Legal cannabis has been projected to generate $350 million in taxes annually once it’s fully rolled out, Cuomo said in a Saturday news release. It could create 30,000 to 60,000 new jobs statewide, he said.
Cities, towns, and villages would have nine months to opt out from having dispensaries and pot cafes in their communities.
Tax revenue would be used to run and oversee the state cannabis program, with the remaining money divided between programs that try to help people rebuild their lives after marijuana possession arrests, aid for their neighborhoods, education, and drug treatment.
“My goal in carrying this legislation has always been to end the racially disparate enforcement of marijuana prohibition that has taken such a toll on communities of color across our state, and to use the economic windfall of legalization to help heal and repair those same communities,” said state Senate Finance Committee Chairwoman Liz Krueger (D), who sponsored the legislation.
The bill allows for the personal cultivation of cannabis, with an adult 21 or older permitted to have up to three mature plants and three immature plants. Per household, the limit would be six of each kind of plant, according to the bill.
Up to 3 ounces of cannabis and 24 grams of cannabis concentrate would be legally permitted for personal possession outside of the home. The bill would allow pot delivery services, with each licensee able to have the equivalent of up to 25 full-time employees.
The legislation also would allow on-site pot consumption, as long as the cannabis cafes aren’t within 500 feet of a school, or 200 feet from a house of worship.
The state wouldn’t be allowed to give out licenses that let a single company handle all parts of a recreational cannabis transaction — cultivation, processing, distributing, and dispensing, according to the proposal — with the exception of micro businesses. The bill also would bar a licensed cultivator or processor from having a direct or indirect financial interest in a retail dispensary.
A state Cannabis Control Board and Office of Cannabis Management would decide how many licenses are issued and would be required to take small businesses into consideration and prioritize “social and economic equity” applicants from communities disproportionately impacted when marijuana was illegal. Priority also would go to those who make less than 80% of their county’s median income; those convicted in the past of a marijuana-related offense, and those with a convicted parent, guardian, child, spouse, or dependent convicted of a cannabis-related offense.

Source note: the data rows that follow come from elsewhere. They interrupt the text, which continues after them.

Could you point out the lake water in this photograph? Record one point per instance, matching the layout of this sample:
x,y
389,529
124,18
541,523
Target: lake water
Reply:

The bill sets a goal of allocating half of the adult-use licenses to a minority- or woman-owned business, distressed farmers, service-disabled veterans, or “social and economic equity” applicants.
Companies that already have a medical license in New York could have a slight advantage over newcomers when the state opens up to recreational use. There are 10, five of which are among the U.S.’s largest multi-state operators; Acreage Holdings, Columbia Care, Cresco Labs, Curaleaf, and Green Thumb Industries.
Adult-use cannabis could be sold at only three of a medical operator’s dispensaries, and they would only be able to distribute their own products, according to the bill. Those holding a medical dispensary license would not be allowed to hold another retail dispensary license.